21. Ces principes sont énoncés dans la note interprétative de
la Recommandation 29 du GAFI: «La CRF devrait être opérationnellement
indépendante et autonome, c’est-à-dire qu’elle devrait avoir le
pouvoir et la capacité d’exercer librement ses fonctions […]». De
fait, il importe que la CRF puisse diffuser, spontanément et sur
demande, des informations et les résultats de ses analyses aux autorités
compétentes concernées. Par ailleurs, «si une CRF est instituée
au sein de la structure d’une autre autorité, ses fonctions essentielles devraient
être distinctes de celles de cette autre autorité». Elle «devrait
être dotée de ressources financières, humaines et techniques satisfaisantes,
de manière […] à lui permettre d’exercer efficacement son mandat». La
CRF devrait être à l’abri «de toute influence ou ingérence indue,
qu’elle soit politique, administrative ou du secteur privé, susceptible
de compromettre son indépendance opérationnelle».
22. L’indépendance est également essentielle dans le cadre de
la coopération internationale. Le GAFI précise que, «en matière
d’échange d’informations, la CRF devrait également être en mesure
de conclure des accords ou de décider en toute indépendance de collaborer
avec d’autres autorités compétentes nationales ou avec des homologues
étrangers». Ces attributions englobent le pouvoir de conclure des
protocoles d’accord avec des homologues étrangers et le pouvoir
de collecter et d’analyser des informations au nom de cet homologue
étranger.
3.2 Renforcement
des capacités des autorités nationales
23. Les États membres sont encouragés
à adopter «les mesures législatives et autres qui se révèlent nécessaires
pour mettre en place un régime interne complet de réglementation
et de suivi ou de contrôle pour prévenir le blanchiment. Ils doivent
tenir compte tout particulièrement des normes internationales applicables dans
ce domaine, y compris plus particulièrement les recommandations
adoptées par le GAFI»
Note.
D’autres actifs immatériels et matériels doivent être pris en compte
pour renforcer les capacités et l’efficacité des CRF.
24. Pour pouvoir réaliser des analyses aussi bien opérationnelles
que stratégiques, les CRF doivent disposer des ressources et des
compétences adéquates. L’analyse opérationnelle doit permettre d’identifier des
cibles précises, de suivre la trace d’activités ou d’opérations
particulières et de déterminer les liens entre ces cibles et la
criminalité. L’analyse stratégique doit cerner les tendances et
les caractéristiques, mais également les menaces et les risques
que présente le contexte actuel de la LBC/FT. L’analyse stratégique
peut également contribuer à définir les politiques et les objectifs
des CRF ou, plus généralement, des autres entités de la LBC/FT.
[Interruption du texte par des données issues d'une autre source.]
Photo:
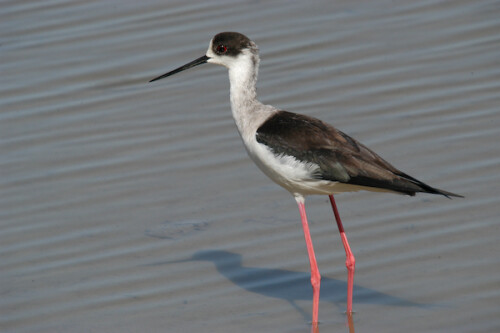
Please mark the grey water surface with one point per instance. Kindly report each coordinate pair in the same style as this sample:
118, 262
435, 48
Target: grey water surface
128, 206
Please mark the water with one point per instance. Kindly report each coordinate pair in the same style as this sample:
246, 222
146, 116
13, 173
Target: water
128, 206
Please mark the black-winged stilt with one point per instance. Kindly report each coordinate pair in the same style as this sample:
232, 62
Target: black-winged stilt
302, 154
Les CRF et leur personnel sont par conséquent tenus d’avoir une
bonne connaissance des logiciels d’analyse pour traiter efficacement
les informations et établir des typologies, des dispositifs et des liens
pertinents. Une formation solide dans ce domaine extrêmement technique
est essentielle pour renforcer les capacités des CRF et faire face
aux contraintes de temps.
25. L’accès en temps utile aux informations pertinentes est déterminant
pour permettre aux CRF d’exercer correctement leurs fonctions. Si
besoin est, il importe qu’elles puissent obtenir des informations supplémentaires
auprès des entités déclarantes, ainsi que des sources financières,
administratives, répressives et autres. L’accès direct à diverses
bases de données (c’est-à-dire dossiers personnels, données de voyage,
informations immobilières, registres de véhicules et autres) devrait
être encouragé autant que le respect dû à la vie privée le permet.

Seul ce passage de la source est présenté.